Chalice Veil Design from Althea Wiel
The use of symbolism in Ecclesiastical Embroidery Designs has a long and rich history. It goes back to the first books of the Bible and the instructions given to Moses and Aaron with regards to the making of Priestly Clothing. The skill of a good designer shines forth when they are able to incorporate meaningful symbols within a beautiful design. A little while ago, I wrote about Alethea Wiel, a skilled Ecclesiastical Artisan and Designer here Weekend Reading and Musing and here New Books New Information
Stepping back in time-120 years ago-to the year 1894, the author, in the introduction to her book “Designs for Church Embroidery” states she never intended to publish her work. She felt it was incomplete and merely a suggestion of outlines and hints for church embroidery. It was only upon the advice of friends that she decided to publish her work for Church Embroidery.

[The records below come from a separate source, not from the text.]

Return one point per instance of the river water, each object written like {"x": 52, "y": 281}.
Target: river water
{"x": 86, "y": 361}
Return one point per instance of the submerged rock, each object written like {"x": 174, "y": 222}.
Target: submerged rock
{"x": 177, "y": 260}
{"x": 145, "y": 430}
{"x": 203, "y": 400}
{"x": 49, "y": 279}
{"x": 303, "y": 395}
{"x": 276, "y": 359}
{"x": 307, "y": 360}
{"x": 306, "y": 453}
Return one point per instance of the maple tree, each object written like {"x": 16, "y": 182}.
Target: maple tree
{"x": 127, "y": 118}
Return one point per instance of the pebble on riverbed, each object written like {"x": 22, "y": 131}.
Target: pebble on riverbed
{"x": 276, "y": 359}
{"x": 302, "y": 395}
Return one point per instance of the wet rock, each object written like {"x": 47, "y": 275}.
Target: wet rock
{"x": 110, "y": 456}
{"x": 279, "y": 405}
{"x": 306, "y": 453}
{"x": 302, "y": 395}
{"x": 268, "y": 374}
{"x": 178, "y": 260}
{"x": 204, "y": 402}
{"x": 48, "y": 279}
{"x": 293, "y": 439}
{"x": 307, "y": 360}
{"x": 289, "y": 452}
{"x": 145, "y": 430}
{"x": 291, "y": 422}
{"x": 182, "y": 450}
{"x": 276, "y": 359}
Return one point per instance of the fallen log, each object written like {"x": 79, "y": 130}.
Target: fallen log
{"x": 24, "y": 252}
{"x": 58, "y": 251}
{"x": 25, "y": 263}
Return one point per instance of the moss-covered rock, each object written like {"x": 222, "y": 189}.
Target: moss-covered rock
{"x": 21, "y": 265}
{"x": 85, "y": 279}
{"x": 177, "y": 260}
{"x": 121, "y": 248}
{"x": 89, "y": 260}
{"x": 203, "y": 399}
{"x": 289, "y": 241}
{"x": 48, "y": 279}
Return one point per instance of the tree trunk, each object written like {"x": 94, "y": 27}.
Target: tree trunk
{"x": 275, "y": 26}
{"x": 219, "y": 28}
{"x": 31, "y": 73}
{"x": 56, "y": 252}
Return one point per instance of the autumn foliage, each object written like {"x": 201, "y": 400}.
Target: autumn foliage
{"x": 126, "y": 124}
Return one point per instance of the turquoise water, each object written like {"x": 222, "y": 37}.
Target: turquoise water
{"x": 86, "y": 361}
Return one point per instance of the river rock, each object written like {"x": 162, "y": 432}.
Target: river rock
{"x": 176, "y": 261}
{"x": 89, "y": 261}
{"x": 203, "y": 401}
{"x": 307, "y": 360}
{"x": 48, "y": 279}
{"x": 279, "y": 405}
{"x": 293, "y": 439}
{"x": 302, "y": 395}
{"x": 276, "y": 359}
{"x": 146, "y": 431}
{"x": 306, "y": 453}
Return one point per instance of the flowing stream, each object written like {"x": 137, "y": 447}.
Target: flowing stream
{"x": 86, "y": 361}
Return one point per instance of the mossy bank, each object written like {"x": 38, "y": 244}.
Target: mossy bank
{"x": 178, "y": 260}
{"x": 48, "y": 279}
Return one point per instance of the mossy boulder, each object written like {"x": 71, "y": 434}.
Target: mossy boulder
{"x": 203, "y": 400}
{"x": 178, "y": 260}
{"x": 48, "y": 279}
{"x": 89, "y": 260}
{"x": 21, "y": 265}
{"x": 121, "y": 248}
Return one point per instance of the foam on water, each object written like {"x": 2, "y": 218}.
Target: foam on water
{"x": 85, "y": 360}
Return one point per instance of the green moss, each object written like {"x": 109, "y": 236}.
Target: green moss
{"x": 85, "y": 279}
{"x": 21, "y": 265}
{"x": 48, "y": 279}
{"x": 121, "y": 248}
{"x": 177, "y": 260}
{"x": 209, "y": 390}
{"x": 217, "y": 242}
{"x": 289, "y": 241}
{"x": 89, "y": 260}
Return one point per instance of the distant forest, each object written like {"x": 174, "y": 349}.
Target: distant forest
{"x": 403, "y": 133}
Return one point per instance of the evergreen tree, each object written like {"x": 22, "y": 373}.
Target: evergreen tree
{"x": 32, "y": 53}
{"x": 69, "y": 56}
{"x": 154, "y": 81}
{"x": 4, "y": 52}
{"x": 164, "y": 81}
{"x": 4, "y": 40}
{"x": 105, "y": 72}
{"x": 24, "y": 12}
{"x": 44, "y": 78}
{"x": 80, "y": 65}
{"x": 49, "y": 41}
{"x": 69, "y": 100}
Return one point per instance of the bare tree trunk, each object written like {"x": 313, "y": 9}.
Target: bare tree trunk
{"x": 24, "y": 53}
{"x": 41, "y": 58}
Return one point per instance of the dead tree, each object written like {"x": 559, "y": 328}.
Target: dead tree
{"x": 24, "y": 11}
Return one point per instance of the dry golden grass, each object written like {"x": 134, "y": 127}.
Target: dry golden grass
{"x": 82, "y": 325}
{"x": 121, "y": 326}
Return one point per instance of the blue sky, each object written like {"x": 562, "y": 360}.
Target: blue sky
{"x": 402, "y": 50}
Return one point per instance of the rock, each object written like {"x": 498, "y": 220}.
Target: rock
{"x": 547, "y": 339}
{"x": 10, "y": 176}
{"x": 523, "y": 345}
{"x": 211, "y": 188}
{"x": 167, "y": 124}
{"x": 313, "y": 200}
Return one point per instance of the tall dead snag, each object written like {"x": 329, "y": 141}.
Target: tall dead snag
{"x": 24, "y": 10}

A publication of the day said of her work, “There was some really very fine original embroidery designs and lent by A.R….”
The Chalice in design is standing on seven rocks which represent the Seven Sacraments: Baptism, Confirmation, Eucharist, Penance, Extreme Unction, Holy Orders, and Matrimony. If one looks closely, then they will see the Nativity is engraved on the Chalice. Christ appears to be rising from the Chalice as the Blessed Sacrament. Angels with incense adorn either side of Christ, are Luke and John and their emblems under a canopy of vines, leaves and grapes.
Now, turning the design around, the Crucifixion is represented with two angles turning away from Christ, trying with their wings to screen from their sight His suffering. Matthew and Mark are in these corners with their emblems. The vine is the emblem of Christ.
Great skill and knowledge-as well as attention to detail-were needed by the designer when creating this work of art. The piece is beautifully balanced, with flow and movement from the composition and directing the gaze of the viewer to the different parts of the Ecclesiastical Embroidery Design. One has to remember how this flat two-dimensional piece would be intended for viewing: draped over the Chalice. The concept of using two distinct images of Christ to be alternated based on the season of the Church Year is brilliant.
This would be a stunning piece to see embroidered!